Are You In a JAM?

Talking to a friend last week, she was remembering those days when she was suffering from being Just a Mom (JAM).  Wait, wait, wait! Being a mom can is amazing and wonderful and a blessing (and sucks sometimes, but that's a different post)! Being Just a Mom is when you don't even remember who you are outside of that one role. You don't know what you want to be when you grow up. You don't know what brings you joy beyond your kids. Your friends are exclusively the moms of your kids' friends, and you get together to give them time to play. Maybe to commiserate, but the conversations are child focused. Your hair is practical. Your clothes are comfortable. The You-ness of you has been swallowed up by the Mom-ness of you. 

I promised my husband I'd never find myself losing myself. Maybe it was the lack of sleep. Maybe for me the roller coaster ride of fostering kids played into it. Maybe it was me trying to be the best mom I could be. Somewhere along the way - JAM! Big time. It took work to get back to my Me-ness. To make time for my passions, figure out my career path, and discover my joy outside of my kids. I definitely don't beat myself up for the JAM phase of my life. I think it served a purpose and, given a re-do, I don't think I'd do it any differently. Yet, my kids are reaping the rewards of me being more Me. They love to see me paint. They are proud that I'm a coach and making a difference in people's lives. They are happy for, and generally respect, the spaces that I have carved out. I am a better mom because I'm not being just a mom. (Just a quick note, I don't think JAM has anything to do with stay-at-home vs. working. I wish we could remove the "vs." from that conversation for once and for all. Again, a different post).

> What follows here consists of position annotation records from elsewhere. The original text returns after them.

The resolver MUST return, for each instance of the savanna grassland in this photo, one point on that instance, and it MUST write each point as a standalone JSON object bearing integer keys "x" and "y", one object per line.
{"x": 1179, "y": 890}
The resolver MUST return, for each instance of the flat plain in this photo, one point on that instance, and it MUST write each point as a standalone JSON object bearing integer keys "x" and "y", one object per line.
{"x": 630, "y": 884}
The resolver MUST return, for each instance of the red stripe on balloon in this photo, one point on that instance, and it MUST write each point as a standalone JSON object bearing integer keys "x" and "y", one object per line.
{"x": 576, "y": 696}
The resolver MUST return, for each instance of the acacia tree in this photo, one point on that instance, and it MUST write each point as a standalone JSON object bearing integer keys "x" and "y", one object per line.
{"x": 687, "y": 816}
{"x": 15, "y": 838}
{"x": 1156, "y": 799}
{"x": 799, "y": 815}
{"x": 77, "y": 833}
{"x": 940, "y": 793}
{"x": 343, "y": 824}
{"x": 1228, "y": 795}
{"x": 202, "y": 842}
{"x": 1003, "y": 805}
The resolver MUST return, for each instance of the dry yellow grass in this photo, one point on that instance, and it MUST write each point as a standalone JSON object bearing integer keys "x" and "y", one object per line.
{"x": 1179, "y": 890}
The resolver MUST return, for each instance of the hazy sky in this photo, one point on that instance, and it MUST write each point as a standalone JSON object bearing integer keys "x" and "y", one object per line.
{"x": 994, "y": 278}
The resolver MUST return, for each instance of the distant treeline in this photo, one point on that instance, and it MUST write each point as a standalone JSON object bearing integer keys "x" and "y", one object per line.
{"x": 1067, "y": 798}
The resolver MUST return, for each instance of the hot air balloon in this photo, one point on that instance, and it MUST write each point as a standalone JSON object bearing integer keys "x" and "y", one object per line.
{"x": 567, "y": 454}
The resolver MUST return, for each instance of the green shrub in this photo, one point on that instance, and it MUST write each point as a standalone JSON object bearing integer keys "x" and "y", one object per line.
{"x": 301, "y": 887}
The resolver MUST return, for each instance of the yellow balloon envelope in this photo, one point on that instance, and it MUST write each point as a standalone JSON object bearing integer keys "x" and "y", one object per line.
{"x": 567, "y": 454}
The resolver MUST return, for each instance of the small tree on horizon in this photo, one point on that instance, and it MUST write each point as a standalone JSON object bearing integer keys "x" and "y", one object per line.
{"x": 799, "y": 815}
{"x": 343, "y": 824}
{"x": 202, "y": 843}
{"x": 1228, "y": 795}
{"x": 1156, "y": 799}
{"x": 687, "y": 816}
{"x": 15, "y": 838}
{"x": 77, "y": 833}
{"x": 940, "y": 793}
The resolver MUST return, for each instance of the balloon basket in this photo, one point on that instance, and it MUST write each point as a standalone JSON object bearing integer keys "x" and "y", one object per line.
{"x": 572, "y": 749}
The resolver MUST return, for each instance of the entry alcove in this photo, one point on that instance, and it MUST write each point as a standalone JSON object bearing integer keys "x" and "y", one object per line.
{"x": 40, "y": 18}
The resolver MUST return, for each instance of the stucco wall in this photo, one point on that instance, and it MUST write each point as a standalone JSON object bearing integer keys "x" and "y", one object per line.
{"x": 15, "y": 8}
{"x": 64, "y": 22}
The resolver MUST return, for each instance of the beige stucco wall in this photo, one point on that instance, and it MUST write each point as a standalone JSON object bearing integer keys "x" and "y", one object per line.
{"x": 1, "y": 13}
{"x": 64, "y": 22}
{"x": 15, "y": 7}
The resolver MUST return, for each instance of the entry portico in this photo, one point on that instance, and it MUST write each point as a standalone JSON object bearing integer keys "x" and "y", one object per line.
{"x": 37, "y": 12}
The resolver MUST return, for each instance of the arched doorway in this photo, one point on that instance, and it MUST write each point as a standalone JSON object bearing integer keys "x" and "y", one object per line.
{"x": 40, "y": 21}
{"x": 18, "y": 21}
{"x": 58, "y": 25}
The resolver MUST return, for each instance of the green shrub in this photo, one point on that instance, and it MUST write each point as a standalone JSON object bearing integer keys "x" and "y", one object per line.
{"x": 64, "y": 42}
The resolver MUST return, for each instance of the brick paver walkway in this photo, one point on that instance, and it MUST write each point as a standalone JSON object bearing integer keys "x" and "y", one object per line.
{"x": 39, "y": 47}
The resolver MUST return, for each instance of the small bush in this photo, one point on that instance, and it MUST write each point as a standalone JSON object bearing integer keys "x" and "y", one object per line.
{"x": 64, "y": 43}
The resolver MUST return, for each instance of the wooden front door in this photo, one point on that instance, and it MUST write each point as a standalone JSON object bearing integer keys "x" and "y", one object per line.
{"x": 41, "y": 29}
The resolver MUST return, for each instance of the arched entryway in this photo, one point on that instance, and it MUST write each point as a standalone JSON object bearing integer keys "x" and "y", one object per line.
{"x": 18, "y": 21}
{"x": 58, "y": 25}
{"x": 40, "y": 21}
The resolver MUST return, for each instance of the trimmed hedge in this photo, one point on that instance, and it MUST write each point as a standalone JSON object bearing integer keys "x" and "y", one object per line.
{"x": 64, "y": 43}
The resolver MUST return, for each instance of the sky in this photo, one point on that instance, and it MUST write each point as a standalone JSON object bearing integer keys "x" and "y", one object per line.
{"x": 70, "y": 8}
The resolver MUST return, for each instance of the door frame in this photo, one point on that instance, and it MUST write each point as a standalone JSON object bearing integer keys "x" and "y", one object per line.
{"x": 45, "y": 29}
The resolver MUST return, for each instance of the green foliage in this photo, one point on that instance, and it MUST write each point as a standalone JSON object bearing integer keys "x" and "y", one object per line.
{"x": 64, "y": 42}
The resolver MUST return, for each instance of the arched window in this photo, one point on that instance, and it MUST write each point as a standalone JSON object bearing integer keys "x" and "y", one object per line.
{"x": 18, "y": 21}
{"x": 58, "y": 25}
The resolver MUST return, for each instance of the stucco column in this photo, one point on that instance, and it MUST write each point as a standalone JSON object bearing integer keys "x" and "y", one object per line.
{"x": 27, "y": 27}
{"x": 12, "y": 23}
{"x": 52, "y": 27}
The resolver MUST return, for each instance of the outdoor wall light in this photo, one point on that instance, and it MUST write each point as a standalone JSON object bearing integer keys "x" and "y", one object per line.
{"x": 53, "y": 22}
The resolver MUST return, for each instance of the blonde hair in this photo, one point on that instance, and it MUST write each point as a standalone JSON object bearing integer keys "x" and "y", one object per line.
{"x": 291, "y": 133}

If JAM is where you find yourself right now, you are so not alone. If you are settled and feel like it's a time and space, and given a re-do you'd do it again, more power to you sister. If you are struggling. If you are feeling like the walls are closing in. If you feel like the You-ness of you has left on a bus to Cincinnati with a one-way ticket, please reach out. To me. To someone else. Find a way out of that JAM and get back to You. Your kids need the You-ness of you, and you do too.